陳娟作為省電視臺的記者,也算是見多識廣了,盡管覺得這當中有問題,她還是出聲說道:“凌縣長,不管怎么說,工人們在祁山縣委縣政府門前討要說法這件事是真的,你總該給大家一個說法吧?”
“你說的沒錯,我一定會給大家一個說法的!”凌志遠氣定神閑的說道。
“行,我拭目以待!”陳娟點頭說道。

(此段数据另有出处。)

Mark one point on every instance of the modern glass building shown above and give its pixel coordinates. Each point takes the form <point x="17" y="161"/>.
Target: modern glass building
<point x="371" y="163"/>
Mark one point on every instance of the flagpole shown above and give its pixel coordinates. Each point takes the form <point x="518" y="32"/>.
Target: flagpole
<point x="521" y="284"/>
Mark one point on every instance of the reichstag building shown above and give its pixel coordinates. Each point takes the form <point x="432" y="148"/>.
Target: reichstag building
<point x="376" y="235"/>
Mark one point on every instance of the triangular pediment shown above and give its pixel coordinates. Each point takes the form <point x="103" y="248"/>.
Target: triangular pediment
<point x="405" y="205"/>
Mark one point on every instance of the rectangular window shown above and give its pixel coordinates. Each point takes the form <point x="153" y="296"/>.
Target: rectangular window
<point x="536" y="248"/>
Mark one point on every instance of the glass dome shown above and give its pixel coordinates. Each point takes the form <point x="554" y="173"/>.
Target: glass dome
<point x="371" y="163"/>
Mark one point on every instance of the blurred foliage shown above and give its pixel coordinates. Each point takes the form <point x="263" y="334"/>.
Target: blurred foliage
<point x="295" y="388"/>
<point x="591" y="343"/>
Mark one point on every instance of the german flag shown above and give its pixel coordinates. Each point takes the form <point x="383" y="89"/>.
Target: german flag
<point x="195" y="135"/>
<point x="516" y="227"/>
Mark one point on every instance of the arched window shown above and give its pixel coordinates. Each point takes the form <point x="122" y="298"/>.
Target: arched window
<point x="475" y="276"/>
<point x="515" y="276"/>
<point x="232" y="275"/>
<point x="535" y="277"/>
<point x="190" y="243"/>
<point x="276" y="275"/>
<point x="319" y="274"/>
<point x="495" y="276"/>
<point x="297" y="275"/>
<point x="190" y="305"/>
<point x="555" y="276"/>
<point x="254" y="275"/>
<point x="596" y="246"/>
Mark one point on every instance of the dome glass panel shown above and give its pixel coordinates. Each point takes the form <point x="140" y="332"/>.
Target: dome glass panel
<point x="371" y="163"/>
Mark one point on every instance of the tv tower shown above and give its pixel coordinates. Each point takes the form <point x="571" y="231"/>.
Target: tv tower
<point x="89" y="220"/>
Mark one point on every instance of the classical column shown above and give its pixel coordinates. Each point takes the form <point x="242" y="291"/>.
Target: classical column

從凌志遠之前的話語中,陳娟也聽出了些許不對勁之處來,她決定作為一個旁觀者用鏡頭將與之相關的情況記錄下來。
凌志遠心里很清楚,省市兩級記者是縣里某些人送給他的“大禮”,不過如果利用好了,未必是一件壞事。
意識到這點之后,凌志遠沖著黑炭冷聲說道:“我很好奇,你過來是想解決問題,還是想鬧事的?看你身上的工作服應該是采石廠的,我想請問一下,你是哪個車間的?”
黑炭是禿鷹手下的一個小混子,名叫李揚,過來的目的便是煽風點火的,但沒想到被凌志遠盯上了。
在這之前,李楊本想一走了之的,但被武警戰士給盯上了,根本沒法走。
聽到凌志遠的問話后,李楊一臉憤怒的說道:“我是哪個車間的和大縣長沒關系,你只需讓我們恢復生產,并讓廠里把拖欠我們的工資發了便行了,大家說是不是呀?”
李楊雖只是個小混子,但頭腦還是很靈活的,他心里很清楚,要想順利脫身,必須借助工人們的力量,他毫不猶豫的出手了。
不明就里的工人們聽到李楊的話后,紛紛大聲稱是,現場當即便呈現出一片混亂的局面。
凌志遠之前便覺得黑炭、大背頭等人不對勁,這會則是百分之百確認了。眼前這個皮膚黝黑的年輕人如果真是采石廠的工人,他一定會毫不猶豫的說出是哪個車間,根本沒必要藏著掖著。現在這種情況只能說明一個問題,這當中有貓膩,他們并不是真正的工人。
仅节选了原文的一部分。